Carax passe pour un extra-terrestre parce que ses oeuvres semblent tombées du ciel. Elles naissent du rêve.
Sa filmographie se distingue par sa brièveté : quatre longs métrages pour le grand écran et une version de Pola X pour la télévision rebaptisée Pierre ou Les Ambiguïtés (il faut ajouter à cela quelques courts métrages et vidéoclips).
Léos Carax affiche régulièrement sa passion illimitée pour le cinéma muet et l’assume pleinement sur un plan esthétique en introduisant le burlesque et le pantomime au sein de ses créations.
Il a fait coexister de grands noms de l’histoire du septième art : Keaton, Chaplin, Vigo, Cocteau, Bresson, Garrel et Godard.
Carax n’a de cesse d'avancer tel un funambule sur une ligne imaginaire reliant deux pôles du cinéma : celui de la modernité et celui de la mémoire.

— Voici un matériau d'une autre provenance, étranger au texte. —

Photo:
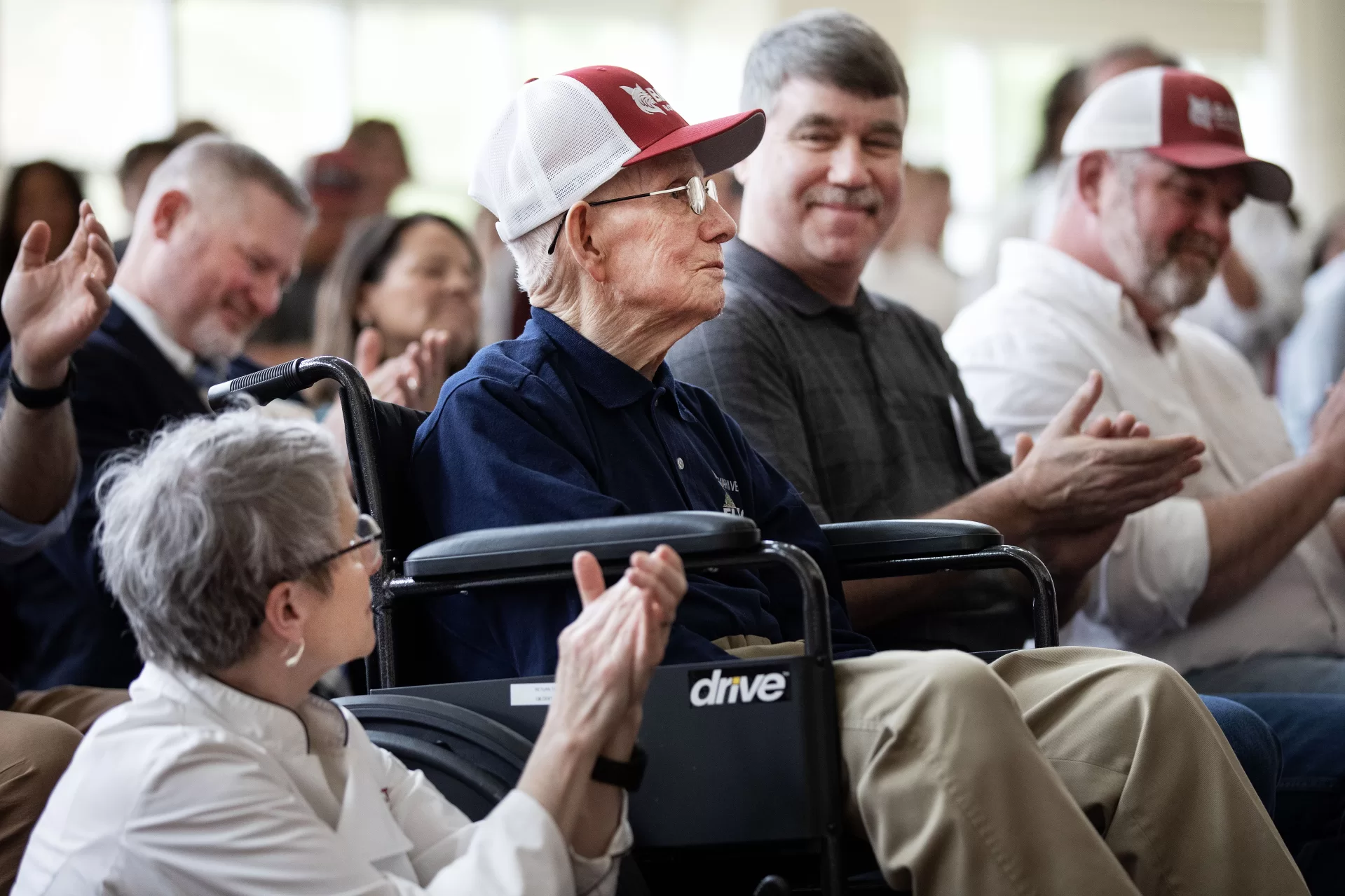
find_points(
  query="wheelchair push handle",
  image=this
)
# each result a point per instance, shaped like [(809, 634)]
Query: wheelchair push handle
[(285, 380)]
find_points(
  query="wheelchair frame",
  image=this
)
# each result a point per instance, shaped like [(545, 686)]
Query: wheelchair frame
[(388, 587)]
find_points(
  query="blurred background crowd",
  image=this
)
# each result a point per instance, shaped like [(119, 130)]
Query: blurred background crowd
[(380, 105)]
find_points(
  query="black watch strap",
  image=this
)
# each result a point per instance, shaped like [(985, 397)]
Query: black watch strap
[(42, 399), (626, 776)]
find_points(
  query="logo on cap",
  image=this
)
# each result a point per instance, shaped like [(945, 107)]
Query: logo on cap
[(1212, 113), (647, 99)]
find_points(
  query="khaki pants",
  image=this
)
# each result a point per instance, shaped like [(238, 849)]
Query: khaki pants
[(1067, 770), (36, 740)]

Ses films sont d'abord une affaire d'amour, une offrande à l'actrice aimée et admirée - Mireille Perrier dans Boy Meets Girl, Juliette Binoche dans Mauvais Sang et Les Amants du Pont-Neuf, Katerina Golubeva dans Pola X.
Le personnage d’Alex, incarné par Denis Lavant, est le double de Carax.
Sorti en 1986, Mauvais Sang peut se résumer en deux mots : fulgurance et émotion. Ce poème visuel, réalisé par un metteur en scène alors seulement âgé de vingt-six ans, dégage fantaisie et incandescence.
C'est d'abord l'histoire d'un amour fou, entre Alex (Denis Lavant) et Anna (Juliette Binoche), un éloge de l'amour qui « va vite, vite, vite, mais qui dure toujours ». C'est aussi un polar surréaliste.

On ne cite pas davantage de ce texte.